Ao planejar uma revisão sistemática é necessário elaborar um protocolo de pesquisa (KITCHENHAM, 2004; GOUGH, 2007; BRINER; DENYER, 2012; RAMOS; FARIA; FARIA, 2014) que, segundo Briner e Denyer (2012), assemelha-se ao design de pesquisa usualmente utilizado na pesquisa primária. A importância do protocolo é garantir segurança, clareza e possibilidade de replicação da revisão. É essencial que cada trabalho seja analisado de maneira rigorosa para que atenda aos critérios definidos no protocolo. Esse procedimento fará com que os resultados da revisão estabeleçam claramente os níveis de qualidade dos trabalhos incluídos na revisão (BRINER; DENYER, 2012).
A pesquisa científica mostra que grande parte dos trabalhos de revisão sistemática é realizada na área da medicina (GOUGH et al., 2011). Entretanto, quando há necessidade de utilizar essa metodologia em outras áreas, não se pode simplesmente copiar os princípios e os métodos dos estudos realizados no campo da medicina e outras áreas da saúde. Briner e Denyer (2012) aconselham que os métodos sejam adaptados para adequar a questão que a pesquisa está tratando e também as suas premissas (subjacentes) ou pressuposições.
Segundo Ramos, Faria e Faria (2014), Brasil e Portugal não possuem tradição na investigação científica relacionada aos métodos de revisão sistemática voltados à área da educação, fato constatado na presente pesquisa. Daí o compromisso de pesquisadores brasileiros no desenvolvimento deste tipo de estudo e sua divulgação, no intuito de contribuir com a comunidade acadêmica em nosso país.

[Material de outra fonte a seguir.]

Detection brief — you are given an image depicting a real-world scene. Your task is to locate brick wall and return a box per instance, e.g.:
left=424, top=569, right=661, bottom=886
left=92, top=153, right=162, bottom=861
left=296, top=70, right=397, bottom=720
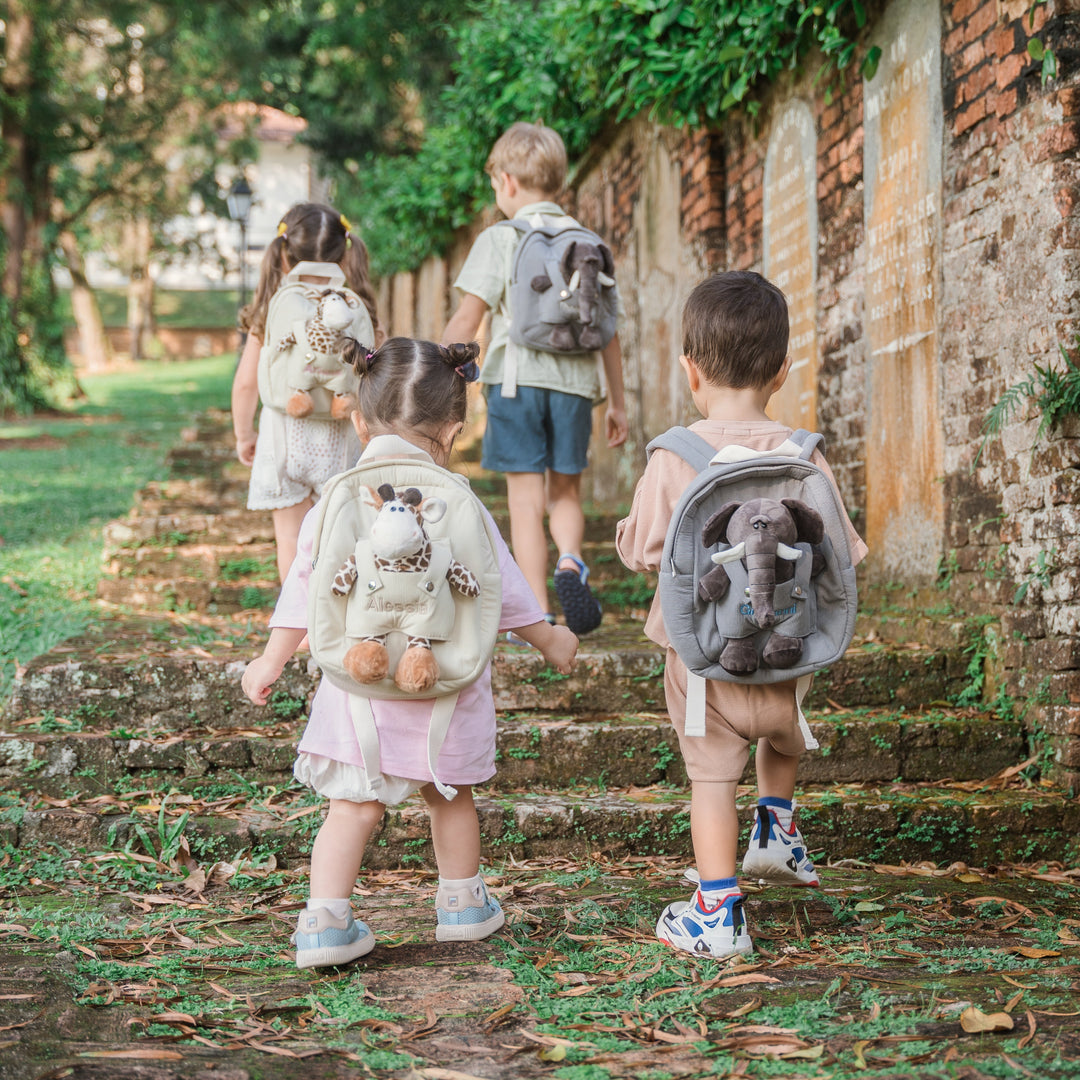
left=386, top=0, right=1080, bottom=787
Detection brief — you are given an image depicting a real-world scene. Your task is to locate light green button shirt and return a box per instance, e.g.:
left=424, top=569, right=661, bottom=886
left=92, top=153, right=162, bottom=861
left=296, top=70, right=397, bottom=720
left=454, top=202, right=621, bottom=402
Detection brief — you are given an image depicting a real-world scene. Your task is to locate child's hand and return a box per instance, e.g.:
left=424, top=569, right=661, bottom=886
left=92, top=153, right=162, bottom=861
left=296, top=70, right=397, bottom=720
left=237, top=433, right=255, bottom=469
left=540, top=625, right=578, bottom=675
left=240, top=654, right=281, bottom=705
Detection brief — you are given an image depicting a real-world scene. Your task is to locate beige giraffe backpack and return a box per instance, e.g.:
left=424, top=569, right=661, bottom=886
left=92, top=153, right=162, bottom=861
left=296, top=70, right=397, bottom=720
left=308, top=457, right=502, bottom=797
left=258, top=262, right=375, bottom=420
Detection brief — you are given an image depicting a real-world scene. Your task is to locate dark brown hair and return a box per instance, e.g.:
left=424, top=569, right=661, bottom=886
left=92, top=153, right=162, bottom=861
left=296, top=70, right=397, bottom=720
left=240, top=203, right=382, bottom=341
left=683, top=270, right=787, bottom=390
left=341, top=337, right=480, bottom=440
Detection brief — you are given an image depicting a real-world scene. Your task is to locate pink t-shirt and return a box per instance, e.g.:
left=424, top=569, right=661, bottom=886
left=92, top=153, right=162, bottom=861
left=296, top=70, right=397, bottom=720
left=616, top=420, right=867, bottom=648
left=270, top=444, right=543, bottom=784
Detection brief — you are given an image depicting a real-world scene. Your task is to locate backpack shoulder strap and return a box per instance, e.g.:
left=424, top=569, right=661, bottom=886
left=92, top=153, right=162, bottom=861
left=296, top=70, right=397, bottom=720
left=645, top=427, right=716, bottom=472
left=787, top=428, right=825, bottom=461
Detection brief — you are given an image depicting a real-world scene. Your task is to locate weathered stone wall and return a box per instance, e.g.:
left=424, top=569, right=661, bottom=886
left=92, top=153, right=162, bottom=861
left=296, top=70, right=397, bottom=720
left=378, top=0, right=1080, bottom=785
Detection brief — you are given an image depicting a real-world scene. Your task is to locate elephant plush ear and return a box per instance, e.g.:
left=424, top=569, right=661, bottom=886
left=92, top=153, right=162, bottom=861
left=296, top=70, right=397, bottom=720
left=701, top=502, right=742, bottom=548
left=558, top=240, right=578, bottom=281
left=599, top=244, right=615, bottom=278
left=780, top=499, right=825, bottom=543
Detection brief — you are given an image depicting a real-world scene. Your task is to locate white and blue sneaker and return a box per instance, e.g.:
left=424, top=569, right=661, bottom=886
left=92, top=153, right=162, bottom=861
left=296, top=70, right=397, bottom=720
left=742, top=802, right=818, bottom=886
left=435, top=881, right=507, bottom=942
left=657, top=890, right=754, bottom=960
left=293, top=907, right=375, bottom=968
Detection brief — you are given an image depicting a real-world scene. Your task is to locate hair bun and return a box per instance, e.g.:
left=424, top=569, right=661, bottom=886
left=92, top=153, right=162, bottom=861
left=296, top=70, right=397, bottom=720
left=445, top=341, right=480, bottom=367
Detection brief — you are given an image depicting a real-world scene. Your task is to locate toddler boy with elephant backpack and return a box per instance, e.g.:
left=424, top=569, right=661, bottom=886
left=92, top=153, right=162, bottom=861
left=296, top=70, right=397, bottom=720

3.2 Procedimentos utilizados na pesquisa
Em primeiro lugar, optou-se por realizar a coleta de dados em um site abrangente em nível nacional. Nesse sentido, fez-se a opção pelo Catálogo de Teses e Dissertações da Capes, que se caracteriza por ser um sistema de busca bibliográfica, que reúne registros desde 1987. Possui como referência aPortaria nº 13/2006, que instituiu a divulgação digital das teses e das dissertações produzidas pelos programas de Doutorado e Mestrado reconhecidos. O anteriormente denominado Banco de Teses e Dissertações começou a ser alimentado pelo aplicativo Coleta em 1987. A partir de 1996, continuou a ser atualizado pelo aplicativo eletrônico chamado Cadastro de Discentes. Atualmente, tanto os metadados quanto os arquivos completos das teses e das dissertações são informados diretamente à Capes pelos programas de Pós-Graduação, que se responsabilizam pela veracidade dos dados, naPlataforma Sucupira, e sincronizados periodicamente com o Catálogo. O catálogo pode ser acessado pelo endereço http://catalogodeteses.capes.gov.br/catalogo-teses/, no qual é possível realizar a busca por autor, título e/ou palavra-chave. Essa base de dados foi escolhida por integrar a totalidade da produção nas áreas de Psicologia e de Educação indexada no país.
Posteriormente à escolha do site de pesquisa, procedeu-se à coleta de dados, utilizando para a busca por título os seguintes descritores: crenças de auto-eficácia, crenças de auto eficácia, auto-eficácia, autoeficácia. Vale esclarecer que foram utilizadas as palavras crenças de autoeficácia com e sem hífen, pois os dois termos são utilizados nas pesquisas nessa temática.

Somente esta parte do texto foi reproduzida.